Wachsender Widerstand

Es scheint als ob die Unterstützung Bouteflikas in weiten Teilen des Landes langsam schwindet. Denn der Widerstand beschränkt sich nicht nur auf Proteste auf den Straßen. Auch das algerische Militär hat seine Sympathie für die Demonstranten ausgedrückt. Der staatliche Fernsehsender “Ennahar” zitiert den Generalstabschef Gaed Salah mit folgenden Worten: “Das Militär und das Volk haben die gleiche Zukunftsvision.” Auch mehr als 1000 algerische Richter haben sich zusammengeschlossen und stellten sich öffentlich an die Seite der Protestierenden.

Abdelaziz Bouteflika verschiebt die Wahl auf eine ungewisse Zeit. So lange bleibt er im Amt.

Oppositionspolitiker Ahmed Azimi hält Bouteflikas Versprechen für einen Witz. Bouteflika hätte sofort zurücktreten sollen, wenn er wirklich bereit wäre etwas zu ändern, meint er. “Wie soll der bisherige Innenminister Noureddine Bedoui Chef dieser Nationalkonferenz werden, wenn er uns Algeriern erst vor einer Woche das Versammlungsrecht abgesprochen hat? ” Azimi ist besorgt, denn er ahnt, dass das System auch weiterhin bestehen bleibt.

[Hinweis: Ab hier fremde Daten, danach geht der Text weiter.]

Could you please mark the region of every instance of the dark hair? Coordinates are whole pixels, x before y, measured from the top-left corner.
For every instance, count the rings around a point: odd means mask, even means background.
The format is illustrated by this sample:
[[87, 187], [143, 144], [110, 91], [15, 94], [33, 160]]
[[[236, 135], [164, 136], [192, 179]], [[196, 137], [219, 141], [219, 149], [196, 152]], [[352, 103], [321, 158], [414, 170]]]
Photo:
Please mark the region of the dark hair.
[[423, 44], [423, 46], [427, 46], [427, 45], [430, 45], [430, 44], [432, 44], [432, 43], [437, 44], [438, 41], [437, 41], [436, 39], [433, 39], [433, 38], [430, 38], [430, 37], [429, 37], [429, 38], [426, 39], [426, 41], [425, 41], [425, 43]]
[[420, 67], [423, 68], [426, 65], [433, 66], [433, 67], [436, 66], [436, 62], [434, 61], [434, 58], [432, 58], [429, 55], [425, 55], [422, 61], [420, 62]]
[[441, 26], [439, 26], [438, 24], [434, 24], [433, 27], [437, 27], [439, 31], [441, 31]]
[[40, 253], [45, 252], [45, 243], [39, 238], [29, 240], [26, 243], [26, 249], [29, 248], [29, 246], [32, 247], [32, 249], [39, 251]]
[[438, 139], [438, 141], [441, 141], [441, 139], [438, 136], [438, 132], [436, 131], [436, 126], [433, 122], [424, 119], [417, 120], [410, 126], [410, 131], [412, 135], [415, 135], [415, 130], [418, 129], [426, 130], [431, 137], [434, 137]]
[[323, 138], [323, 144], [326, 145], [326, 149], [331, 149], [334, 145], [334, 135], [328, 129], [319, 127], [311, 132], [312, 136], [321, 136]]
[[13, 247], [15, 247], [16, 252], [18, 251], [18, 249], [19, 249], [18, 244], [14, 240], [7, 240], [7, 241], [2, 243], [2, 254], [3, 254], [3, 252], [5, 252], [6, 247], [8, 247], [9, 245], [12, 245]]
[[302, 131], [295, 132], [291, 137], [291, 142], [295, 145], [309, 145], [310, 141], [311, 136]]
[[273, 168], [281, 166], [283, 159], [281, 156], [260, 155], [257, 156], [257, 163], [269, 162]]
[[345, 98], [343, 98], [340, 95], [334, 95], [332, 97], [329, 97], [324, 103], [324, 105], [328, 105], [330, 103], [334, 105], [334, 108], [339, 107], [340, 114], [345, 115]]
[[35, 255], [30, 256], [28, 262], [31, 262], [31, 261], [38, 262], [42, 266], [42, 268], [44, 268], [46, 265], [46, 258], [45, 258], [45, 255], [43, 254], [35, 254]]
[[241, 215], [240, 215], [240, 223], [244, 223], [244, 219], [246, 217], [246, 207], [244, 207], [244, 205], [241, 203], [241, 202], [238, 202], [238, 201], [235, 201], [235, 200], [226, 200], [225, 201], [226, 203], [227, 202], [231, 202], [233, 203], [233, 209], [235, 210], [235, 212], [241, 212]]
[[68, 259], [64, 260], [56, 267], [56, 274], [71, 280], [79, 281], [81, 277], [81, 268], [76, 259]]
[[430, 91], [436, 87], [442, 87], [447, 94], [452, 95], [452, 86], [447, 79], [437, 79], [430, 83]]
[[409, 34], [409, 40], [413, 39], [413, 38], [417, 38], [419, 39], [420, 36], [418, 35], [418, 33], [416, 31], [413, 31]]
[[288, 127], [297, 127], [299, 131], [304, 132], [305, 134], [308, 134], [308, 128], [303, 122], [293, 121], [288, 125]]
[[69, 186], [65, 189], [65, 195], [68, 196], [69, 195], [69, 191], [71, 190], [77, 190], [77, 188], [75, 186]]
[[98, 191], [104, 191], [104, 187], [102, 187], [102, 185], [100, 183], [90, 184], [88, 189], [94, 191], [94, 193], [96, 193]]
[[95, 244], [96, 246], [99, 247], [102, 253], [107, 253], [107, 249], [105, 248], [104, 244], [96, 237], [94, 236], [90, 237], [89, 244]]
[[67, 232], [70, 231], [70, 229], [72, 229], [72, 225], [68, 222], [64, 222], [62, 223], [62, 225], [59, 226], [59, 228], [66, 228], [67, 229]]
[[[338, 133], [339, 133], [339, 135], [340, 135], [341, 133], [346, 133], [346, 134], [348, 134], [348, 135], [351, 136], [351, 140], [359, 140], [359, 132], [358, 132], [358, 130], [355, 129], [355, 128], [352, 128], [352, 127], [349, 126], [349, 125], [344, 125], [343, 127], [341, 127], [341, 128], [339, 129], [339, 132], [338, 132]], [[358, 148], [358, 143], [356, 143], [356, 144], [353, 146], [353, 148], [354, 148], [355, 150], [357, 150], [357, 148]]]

Die Machtlücke werde von Kräften des Systems gefüllt. Die werden keine Veränderungen bewirken, denn dafür hatten sie die letzten zwanzig Jahre Zeit, sagte er im arabischen Programm der DW.

Drei große Player

Schon lange gibt es eine große Intransparenz in der Politik Algeriens. “Wer wirklich reagiert, weiß man nicht. Ob Bouteflika Entscheidungen trifft oder wer anderer ist unklar”, so Harrer. Gewiss ist aber, dass Abdelaziz Bouteflika nur ein Baustein in der Machtkonstruktion Algeriens ist. “Le Pouvoir”, die Macht liegt in den Händen der Regierung, des Geheimdienstes und des Militärs.

Dieser Machtzirkel aus Familienmitgliedern, Militärs, Geschäftsleuten und Eliten um den Präsidenten profitiert vom Geld der Staatskasse und den Gewinnen aus dem Erdöl. Korruption und Verschwendung öffentlicher Mittel erreichen extreme Ausmaße. Vor allem die junge Bevölkerung der 40 Millionen Einwohner leidet unter fehlender Arbeitsmöglichkeiten und Lebensperspektiven.

Das Regime Algeriens versucht mit der Reaktion auf die Massenproteste Zeit zu gewinnen, um die Macht neu zu formieren. Es sei völlig unklar, was hinter den Kulissen verhandelt wird, so Universitätsprofessorin Harrer. Diese vorgeschlagene Nationalonferenz vergleicht sie mit einer Nebelgranate. “Sie soll den Anschein erwecken, es wird etwas getan. Dabei ist die Befürchtung vieler, dass sich das Militär durchsetzt. Es könnte darauf hinauslaufen, dass nur die Fassade sich ändert.”